Collins, James J. PhD; Molenaar, Donald M. MD, MPH; Bowler, Larry O. PE; Harbourt, Tom J. CIH; Carson, Michael DO; Avashia, Bipin MD; Calhoun, Teresa MSN, FNP; Vitrano, Craig MD; Ameis, Paul BS; Chalfant, Richard MS, CIH; Howard, Pete BS
Phosgene gas (carbonyl chloride, CAS 75-44-5, COCl2) is a lower respiratory tract irritant and choking gas first synthesized in 1812 by exposing a mixture of carbon monoxide and chlorine to sunlight.1 Phosgene became important in the chemical industry in the 19th century, particularly in dye manufacturing. It is probably best known due to its use as a weapon in World War I. Today, phosgene is an important intermediate industrial chemical used in organic synthesis, including the manufacture of isocyanates, pesticides, pharmaceuticals, and polycarbonates.

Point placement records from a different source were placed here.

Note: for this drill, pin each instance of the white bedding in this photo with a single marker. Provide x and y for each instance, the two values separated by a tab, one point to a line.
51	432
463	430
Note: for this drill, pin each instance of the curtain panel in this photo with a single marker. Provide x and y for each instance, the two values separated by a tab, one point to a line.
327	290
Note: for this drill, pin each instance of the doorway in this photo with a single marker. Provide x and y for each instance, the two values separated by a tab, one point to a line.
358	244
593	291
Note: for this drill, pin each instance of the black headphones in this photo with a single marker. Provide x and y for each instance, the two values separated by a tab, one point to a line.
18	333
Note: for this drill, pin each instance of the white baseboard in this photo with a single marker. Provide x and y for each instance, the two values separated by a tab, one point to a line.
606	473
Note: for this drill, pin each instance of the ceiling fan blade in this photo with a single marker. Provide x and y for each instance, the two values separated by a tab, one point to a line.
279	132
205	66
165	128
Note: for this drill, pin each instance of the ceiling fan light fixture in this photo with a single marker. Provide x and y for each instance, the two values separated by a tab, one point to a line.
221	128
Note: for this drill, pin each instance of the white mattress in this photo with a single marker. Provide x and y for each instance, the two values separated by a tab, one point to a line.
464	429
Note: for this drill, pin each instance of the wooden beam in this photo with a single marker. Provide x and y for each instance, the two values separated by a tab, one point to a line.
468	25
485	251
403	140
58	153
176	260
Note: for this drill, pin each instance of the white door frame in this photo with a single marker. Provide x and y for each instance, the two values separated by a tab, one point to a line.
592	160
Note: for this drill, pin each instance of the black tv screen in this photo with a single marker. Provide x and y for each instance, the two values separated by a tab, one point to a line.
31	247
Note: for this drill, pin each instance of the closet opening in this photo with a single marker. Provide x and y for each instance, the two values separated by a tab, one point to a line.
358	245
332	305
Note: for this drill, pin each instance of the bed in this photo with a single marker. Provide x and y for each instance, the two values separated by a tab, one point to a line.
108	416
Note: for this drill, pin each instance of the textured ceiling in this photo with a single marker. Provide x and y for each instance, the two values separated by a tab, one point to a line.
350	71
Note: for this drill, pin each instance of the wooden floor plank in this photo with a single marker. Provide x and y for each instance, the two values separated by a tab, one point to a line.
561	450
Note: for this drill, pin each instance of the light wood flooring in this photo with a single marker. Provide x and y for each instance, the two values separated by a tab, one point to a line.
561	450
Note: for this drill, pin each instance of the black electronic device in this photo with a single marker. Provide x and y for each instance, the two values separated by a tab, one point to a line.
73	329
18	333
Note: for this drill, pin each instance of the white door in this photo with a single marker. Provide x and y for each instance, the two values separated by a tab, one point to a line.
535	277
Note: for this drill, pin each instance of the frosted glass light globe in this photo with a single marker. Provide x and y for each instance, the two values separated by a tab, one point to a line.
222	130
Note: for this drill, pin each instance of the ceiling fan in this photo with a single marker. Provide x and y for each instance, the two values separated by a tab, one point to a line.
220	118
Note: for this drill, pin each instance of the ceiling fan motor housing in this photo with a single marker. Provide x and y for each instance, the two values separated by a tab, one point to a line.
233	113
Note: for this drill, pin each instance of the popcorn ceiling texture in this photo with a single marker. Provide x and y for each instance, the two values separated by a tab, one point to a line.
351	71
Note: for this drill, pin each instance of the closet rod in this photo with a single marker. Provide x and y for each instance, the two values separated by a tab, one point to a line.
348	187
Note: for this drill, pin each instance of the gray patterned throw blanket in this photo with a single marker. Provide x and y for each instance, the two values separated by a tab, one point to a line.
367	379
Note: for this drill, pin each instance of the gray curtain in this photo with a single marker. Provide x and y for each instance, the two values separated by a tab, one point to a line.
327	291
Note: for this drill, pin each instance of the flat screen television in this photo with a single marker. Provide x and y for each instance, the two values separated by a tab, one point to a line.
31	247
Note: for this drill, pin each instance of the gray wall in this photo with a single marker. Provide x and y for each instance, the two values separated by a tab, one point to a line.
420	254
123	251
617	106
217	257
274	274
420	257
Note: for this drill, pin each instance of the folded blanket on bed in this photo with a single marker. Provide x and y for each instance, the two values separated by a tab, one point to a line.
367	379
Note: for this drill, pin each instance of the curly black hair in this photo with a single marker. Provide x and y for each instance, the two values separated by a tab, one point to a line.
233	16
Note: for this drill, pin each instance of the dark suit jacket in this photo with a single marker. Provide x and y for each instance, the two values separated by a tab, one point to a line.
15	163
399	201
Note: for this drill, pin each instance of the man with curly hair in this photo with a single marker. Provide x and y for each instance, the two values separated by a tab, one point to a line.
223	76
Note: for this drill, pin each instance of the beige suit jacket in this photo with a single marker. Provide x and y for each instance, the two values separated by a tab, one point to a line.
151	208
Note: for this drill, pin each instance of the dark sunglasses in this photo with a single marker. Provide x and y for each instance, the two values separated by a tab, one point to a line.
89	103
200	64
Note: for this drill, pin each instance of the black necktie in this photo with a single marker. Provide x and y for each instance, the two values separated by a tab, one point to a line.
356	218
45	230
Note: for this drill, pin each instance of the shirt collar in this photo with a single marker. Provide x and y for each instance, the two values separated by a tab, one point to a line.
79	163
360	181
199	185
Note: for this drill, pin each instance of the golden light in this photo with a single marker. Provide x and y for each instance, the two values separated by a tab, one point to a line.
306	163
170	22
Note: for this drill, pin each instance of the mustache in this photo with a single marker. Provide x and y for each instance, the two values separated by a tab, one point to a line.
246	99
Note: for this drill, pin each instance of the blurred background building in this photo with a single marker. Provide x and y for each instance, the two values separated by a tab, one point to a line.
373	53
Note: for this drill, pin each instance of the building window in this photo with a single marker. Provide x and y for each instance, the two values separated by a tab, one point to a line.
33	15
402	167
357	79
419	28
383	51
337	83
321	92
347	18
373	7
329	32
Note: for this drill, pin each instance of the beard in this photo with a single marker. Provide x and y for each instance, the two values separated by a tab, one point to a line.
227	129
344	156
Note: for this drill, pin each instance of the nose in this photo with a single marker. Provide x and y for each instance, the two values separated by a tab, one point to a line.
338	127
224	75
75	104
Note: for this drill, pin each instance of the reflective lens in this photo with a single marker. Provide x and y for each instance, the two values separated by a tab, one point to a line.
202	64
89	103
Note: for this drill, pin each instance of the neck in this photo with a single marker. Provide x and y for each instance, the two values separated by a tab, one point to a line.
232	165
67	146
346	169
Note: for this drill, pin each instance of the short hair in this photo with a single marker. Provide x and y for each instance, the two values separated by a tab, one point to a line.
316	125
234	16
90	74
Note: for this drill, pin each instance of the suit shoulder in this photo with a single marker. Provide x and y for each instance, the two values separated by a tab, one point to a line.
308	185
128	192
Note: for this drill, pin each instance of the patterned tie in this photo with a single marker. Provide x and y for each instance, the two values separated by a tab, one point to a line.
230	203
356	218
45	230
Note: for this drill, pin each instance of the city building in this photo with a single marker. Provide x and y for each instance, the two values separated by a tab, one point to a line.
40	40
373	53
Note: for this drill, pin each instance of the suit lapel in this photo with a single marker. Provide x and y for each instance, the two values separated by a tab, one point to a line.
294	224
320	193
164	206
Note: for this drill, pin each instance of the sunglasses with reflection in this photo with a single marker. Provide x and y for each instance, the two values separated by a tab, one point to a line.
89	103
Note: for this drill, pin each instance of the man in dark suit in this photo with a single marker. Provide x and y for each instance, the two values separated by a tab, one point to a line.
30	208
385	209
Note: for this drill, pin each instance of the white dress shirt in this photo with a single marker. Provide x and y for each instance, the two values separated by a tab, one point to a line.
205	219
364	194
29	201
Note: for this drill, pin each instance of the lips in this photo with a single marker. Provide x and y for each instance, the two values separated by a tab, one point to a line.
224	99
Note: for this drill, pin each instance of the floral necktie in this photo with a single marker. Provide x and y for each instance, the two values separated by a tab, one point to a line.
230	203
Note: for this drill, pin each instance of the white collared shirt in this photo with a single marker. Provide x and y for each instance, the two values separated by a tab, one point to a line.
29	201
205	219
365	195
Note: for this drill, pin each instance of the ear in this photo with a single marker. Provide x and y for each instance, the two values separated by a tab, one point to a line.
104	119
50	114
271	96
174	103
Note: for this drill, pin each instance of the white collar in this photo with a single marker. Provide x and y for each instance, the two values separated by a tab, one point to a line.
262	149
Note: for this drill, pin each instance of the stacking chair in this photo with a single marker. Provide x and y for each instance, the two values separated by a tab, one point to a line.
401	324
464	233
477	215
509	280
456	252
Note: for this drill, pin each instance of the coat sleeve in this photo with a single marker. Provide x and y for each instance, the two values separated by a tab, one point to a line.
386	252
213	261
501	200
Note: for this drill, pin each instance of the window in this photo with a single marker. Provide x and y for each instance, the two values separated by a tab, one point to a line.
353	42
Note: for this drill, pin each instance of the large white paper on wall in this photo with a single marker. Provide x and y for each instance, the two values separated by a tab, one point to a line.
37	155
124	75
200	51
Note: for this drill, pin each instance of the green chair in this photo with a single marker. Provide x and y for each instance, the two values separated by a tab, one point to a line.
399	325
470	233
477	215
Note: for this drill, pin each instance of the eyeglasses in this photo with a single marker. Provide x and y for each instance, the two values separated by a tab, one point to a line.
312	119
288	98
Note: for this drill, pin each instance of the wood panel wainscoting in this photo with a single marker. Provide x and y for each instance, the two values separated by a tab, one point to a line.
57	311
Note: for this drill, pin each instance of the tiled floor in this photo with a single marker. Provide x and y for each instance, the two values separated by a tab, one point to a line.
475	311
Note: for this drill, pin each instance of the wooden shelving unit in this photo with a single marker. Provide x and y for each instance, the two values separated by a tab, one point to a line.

Approximately 80% of the world's production of phosgene is used to make isocyanates.1 Nearly 1 million tons of phosgene is produced each year in the United States, and the National Institute of Occupational Safety and Health estimates that there are 10,000 workers in the United States who have potential exposure to phosgene in the workplace.2,3 Currently in the United States, the American Conference of Government and Industrial Hygienists sets a threshold limit value at 0.1 ppm.4,5 Phosgene is typically handled under strict safety precautions, including in-time production, enclosure, redundant controls, with extensive area and personal monitoring.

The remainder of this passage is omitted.